Y fue justo en ese momento cuando comenzó la pesadilla.
Una redada perfecta
Lo primero que se escucharon fueron unos disparos. Sin saber muy bien de dónde procedían, desde los altavoces del estadio se dio la orden: todos los hombres nacidos entre 1916 y 1926 (exceptuando los de 1919, no se sabe muy bien por qué) debían salir por la puerta Norte. Todas las mujeres y los niños debían hacerlo por la puerta Sur. El resto, por la puerta Oeste.
Era un plan impecable. De las 16.000 personas presentes en el estadio, debía haber varias, muchas, en esa franja de edad. Todas ellas sin escapatoria.
Por mucho que a más de uno se le ocurriera la idea de huir, o la de salir por otra puerta, era imposible. Era inevitable pensar que en cada acceso, y fuera del estadio, había severos controles. Militares italianos y alemanes. No había otra opción que hacer caso. Salir por la puerta Norte. Y rezar.
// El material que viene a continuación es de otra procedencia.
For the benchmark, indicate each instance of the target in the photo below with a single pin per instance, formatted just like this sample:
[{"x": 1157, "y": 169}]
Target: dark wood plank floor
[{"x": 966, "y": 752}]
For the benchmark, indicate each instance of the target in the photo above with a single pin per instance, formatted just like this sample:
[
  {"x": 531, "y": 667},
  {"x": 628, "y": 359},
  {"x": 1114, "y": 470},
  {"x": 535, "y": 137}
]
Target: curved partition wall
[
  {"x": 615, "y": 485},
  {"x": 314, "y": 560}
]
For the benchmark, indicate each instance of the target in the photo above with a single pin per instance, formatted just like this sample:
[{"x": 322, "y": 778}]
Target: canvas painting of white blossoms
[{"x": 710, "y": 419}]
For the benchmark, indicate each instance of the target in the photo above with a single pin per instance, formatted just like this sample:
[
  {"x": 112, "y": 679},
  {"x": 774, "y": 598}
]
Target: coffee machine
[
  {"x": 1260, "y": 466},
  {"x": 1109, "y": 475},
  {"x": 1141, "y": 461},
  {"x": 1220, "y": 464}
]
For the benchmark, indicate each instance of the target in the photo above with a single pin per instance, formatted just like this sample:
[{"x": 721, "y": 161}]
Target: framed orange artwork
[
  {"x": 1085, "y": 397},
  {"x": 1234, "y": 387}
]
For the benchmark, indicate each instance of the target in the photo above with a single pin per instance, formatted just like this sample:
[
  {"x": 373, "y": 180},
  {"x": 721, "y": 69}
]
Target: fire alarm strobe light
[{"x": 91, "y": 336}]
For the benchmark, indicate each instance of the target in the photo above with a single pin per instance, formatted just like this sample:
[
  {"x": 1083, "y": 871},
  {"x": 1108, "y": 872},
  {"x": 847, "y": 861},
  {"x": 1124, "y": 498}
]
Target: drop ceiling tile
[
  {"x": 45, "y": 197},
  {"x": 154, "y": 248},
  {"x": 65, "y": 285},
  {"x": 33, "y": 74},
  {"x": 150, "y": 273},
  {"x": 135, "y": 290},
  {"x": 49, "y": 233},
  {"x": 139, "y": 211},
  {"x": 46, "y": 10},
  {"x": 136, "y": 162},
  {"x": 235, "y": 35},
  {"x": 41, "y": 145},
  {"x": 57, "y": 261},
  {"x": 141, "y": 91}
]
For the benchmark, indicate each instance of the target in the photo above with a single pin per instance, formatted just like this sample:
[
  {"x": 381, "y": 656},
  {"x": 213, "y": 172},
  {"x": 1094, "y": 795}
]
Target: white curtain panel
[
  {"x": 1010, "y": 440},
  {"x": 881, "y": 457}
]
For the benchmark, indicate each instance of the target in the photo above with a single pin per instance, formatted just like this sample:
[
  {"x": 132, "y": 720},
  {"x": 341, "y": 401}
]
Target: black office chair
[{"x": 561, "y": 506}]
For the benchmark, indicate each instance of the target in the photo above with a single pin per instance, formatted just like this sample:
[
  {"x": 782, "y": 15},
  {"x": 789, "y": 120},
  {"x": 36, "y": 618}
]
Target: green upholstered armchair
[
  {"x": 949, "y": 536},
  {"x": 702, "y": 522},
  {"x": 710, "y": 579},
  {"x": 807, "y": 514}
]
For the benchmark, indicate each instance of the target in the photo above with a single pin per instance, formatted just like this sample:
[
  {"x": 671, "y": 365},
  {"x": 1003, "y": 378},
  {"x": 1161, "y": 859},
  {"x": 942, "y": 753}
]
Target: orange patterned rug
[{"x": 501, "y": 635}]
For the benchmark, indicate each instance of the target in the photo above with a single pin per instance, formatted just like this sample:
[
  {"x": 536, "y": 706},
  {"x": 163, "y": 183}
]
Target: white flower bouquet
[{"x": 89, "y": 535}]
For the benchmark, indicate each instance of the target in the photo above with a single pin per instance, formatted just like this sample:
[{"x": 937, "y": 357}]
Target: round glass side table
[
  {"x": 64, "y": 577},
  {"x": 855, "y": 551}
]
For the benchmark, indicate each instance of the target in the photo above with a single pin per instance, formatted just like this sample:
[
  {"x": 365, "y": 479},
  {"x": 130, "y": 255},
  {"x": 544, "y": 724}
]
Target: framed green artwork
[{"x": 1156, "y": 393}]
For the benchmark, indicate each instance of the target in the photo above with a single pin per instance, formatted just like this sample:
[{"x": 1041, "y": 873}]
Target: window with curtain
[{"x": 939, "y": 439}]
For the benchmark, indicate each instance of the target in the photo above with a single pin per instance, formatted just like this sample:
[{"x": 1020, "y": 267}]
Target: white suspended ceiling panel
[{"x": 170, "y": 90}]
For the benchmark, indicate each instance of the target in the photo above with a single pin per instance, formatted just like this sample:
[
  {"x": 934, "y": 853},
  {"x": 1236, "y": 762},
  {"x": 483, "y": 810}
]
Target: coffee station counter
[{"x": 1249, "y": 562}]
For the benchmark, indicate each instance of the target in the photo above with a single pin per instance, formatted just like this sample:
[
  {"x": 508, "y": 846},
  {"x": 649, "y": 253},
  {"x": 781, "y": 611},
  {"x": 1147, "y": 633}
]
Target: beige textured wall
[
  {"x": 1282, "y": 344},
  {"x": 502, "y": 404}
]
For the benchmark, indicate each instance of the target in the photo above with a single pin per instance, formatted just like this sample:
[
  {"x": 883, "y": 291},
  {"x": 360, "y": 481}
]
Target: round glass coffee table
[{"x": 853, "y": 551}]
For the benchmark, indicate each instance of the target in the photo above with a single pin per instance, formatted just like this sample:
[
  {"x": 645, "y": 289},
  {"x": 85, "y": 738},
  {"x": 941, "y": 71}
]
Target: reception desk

Tras largos y minuciosos controles, 300 personas que salieron por la puerta norte lo hicieron en fila, custodiados por guardias, y subidos a camiones. Es difícil saber cómo se produjo aquella selección. Porque a buen seguro los aficionados comprendidos en aquella franja de edad eran más.
Pero se sabe que fueron 300 quienes subieron a camiones. Camiones que se dirigieron al norte de la ciudad, a la Bicocca, el cuartel donde tenía sus oficinas de reclutamiento la Todt, la organización encargada de suministrar mano de obra a las industrias del Tercer Reich utilizando prisioneros de guerra o ciudadanos comunes. Una vez allí los jóvenes fueron obligados a bajar y reunidos bajo la vigilancia de los adeptos a la organización germana.
Y a partir de ahí, la nada. Los trescientos desaparecieron. Sólo un fonograma enviado desde la Jefatura de Policía a la Prefectura, informando de que los alemanes habían organizado todo aquello, sin avisar siquiera a las autoridades italianas.
Pero qué sucedió con aquellas 300 personas, nunca se supo. Jamás.
Conjeturas, varias. Ninguna positiva. Desde que nunca volvieron a salir de ahí, a que continuaron trabajando para diversas empresas alemanas como mano de obra, desposeídos de toda identidad.
La más probable, no obstante, apunta a que fueron todos enviados a campos de concentración. Porque en los días sucesivos muchos trenes salieron de Milán rumbo a Alemania, cargados de mano de obra. En los registros de aquellos trenes se observa un porcentaje de nacidos entre 1916 y 1926 de casi el 80%, más del doble que en fechas anteriores o posteriores.
Una historia que, con la desaparición de aquellos 300 jóvenes, y ante la imposibilidad de hallar mayor información, quedó prácticamente olvidada durante décadas. Hasta que Davide Grassi y Mauro Raimondi lo investigaron, y lo plasmaron, en su libro Un calcio a la guerra.
Un trabajo de investigación que continúa hoy. Pero que de momento ya ha servido para demostrar que aquella redada, aquella cacería en un campo de fútbol, ocurrió. Fue real. Y hoy que se cumplen 80 años de aquella inhumanidad en un campo de fútbol, conviene recordarla.